星空の下で愛を♦年下看護師の彼は彼女に一途な愛情を注ぐ♦
「じゃあ、遠山と幸せにな? って言われなくても幸せか」


手を振りながらにっこりと笑って、梅沢先生は図書室を出て行ってしまった。
その笑顔は今までに見た中で1番の笑顔で、梅沢先生の中ですべてが吹っ切れたような、そんな表情。

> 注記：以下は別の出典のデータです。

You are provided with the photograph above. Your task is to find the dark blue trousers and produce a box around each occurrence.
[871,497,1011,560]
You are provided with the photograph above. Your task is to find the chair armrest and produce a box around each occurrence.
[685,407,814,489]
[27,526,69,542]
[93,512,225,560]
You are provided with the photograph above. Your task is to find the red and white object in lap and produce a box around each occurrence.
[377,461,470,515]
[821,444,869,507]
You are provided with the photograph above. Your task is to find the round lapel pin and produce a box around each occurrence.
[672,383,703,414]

でも……奥さんとの仲が修復できそうで、本当によかった。

梅沢先生と関係を持っていた手前あまり偉そうなことは言えないけれど、私としても彼には今まで以上に幸せになってもらいたいと、そう思った。


* * *

今日、大空は土曜日出勤の振り替えでお休み。

ちょっとやっかいな患者さんのカンファレンスが終わりアパートに帰宅すると、大空が私の好きな肉じゃがを作って待っていてくれた。


「星七、お帰り」

「うん、ただいま」


リビングへ入るなり大空は私のことを優しく抱きしめ、頭をポンポンと撫でてくれる。

今日は、本当に色々なことがあった1日だった。
大空の匂いに包まれた瞬間安心したからなのか、じんわりと涙が溢れてくる。

それに気が付いた大空は私の顔を心配そうに見つめた。


「どうしたの? 体調悪い?」

「ん……違うよ、大丈夫……」


大好きな大空の腕にくるまれたまま、心配かけまいと首を横に振る。

でも、そんな風に否定したって意味はなくて、私の様子が少しでもおかしいと大空はすぐに気が付いてくれる。